The Thailand-based radio personality speaks with AsiaLIFE about his two-month-old station, Q4radio.com, and what it means for the future of music listening. Photos by Fred Wissink.
What is Q4radio?
Essentially it’s all about the music, that’s the first and foremost. It’s an eclectic mix of every genre of music you can get your ears around. The idea is to simply to bring new music, up-to-date music — whether it be drum and bass, rock and roll, old classic, indie, punk, whatever — to everyone. We don’t play any cheesy-type music. We play proper music, what everyone wants to hear.
In your photo there is a Scotch egg (a hard-boiled egg wrapped in sausage meat and coated in breadcrumbs). What is that about?
It’s from the Scotch Egg Club, which is from my radio show. It’s just a way for people to tune in and get involved with the show and join the banter. All you have to do is call in and mention a Scotch egg and you’re in the Scotch Egg Club. It was just a weird idea, and now it’s spiraled out of control and is part of the show.
How did you get into radio?
I used to do a spoof newspaper online under the name of Crazy Fool when I was in Vietnam. It was offbeat news stories and a bit of sport. Then I started podcasting a radio show: I got together with a few pals and basically started talking nonsense. When I moved to Thailand I got into radio more seriously, working on an FM and internet station. Later on that station went in a different direction, and I ended up starting a brand new station — Q4radio — because I thought what we were doing was pretty cool.
How has internet changed the face of radio?
It’s been a huge change. It has made it much more accessible to everyone. If you’ve got an electronic device, you can listen to the radio. These days, radio is coming back in vogue.

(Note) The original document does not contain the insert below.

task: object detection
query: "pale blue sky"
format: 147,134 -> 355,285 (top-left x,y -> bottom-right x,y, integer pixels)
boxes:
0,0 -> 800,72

People used to only listen to it in the car, then when they get home they put the TV on. Now, a lot more people listen to radio more often. I’d listen to the radio 24/7 if I could. And if you’ve got someone turning up the music for you, rather than having to download your own stuff, it’s refreshing and a nice change.
For those who haven’t heard it, can you describe your show and on-air personality?
‘Crazy Fool’ pretty much sums it up. Although the show is structured, it is very much off the cuff as well. What I find interesting about it is that I never know what I’m going to say next and I think listeners have got no idea either. It’s a good listen because it’s a little bit bizarre, it’s a little bit off the wall, and, if I dare say, it’s a little bit intelligent as well. We aren’t just talking about rubbish for the sake of it, there is always a point to it. It’s very truthful and very raw, it’s as if you’re with your mates down in the pub talking and listening to good music.
How is Q4radio related to Q4 in Saigon?
I’ve been friends with Rod Quinton (of Q4 and Saigon Sound System) for a long time, and I love what Q4 is doing here: putting on music, getting new talent, and promoting live shows. There was a distinct lack of live music in Saigon for many years, and now Q4 is doing everything possible to boost live music, giving people a venue that they can go to regularly. I got my head around that in a big way and thought that idea and radio go hand in hand.
What audience are you trying to reach?
Eighteen plus is the only restriction I suppose, if there were a restriction. That’s not because it’s full of cursing or anything, but because the banter and what we’re talking about is aimed at adults. It’s good clean fun, but it’s not humour a 10 year old is going to be interested in. Right now most of our listeners are expats in Southeast Asia because that’s where we’re located, but we’re getting listeners from everywhere — America, Canada, Australia, Europe, New Zealand — people around the whole world are tuning in.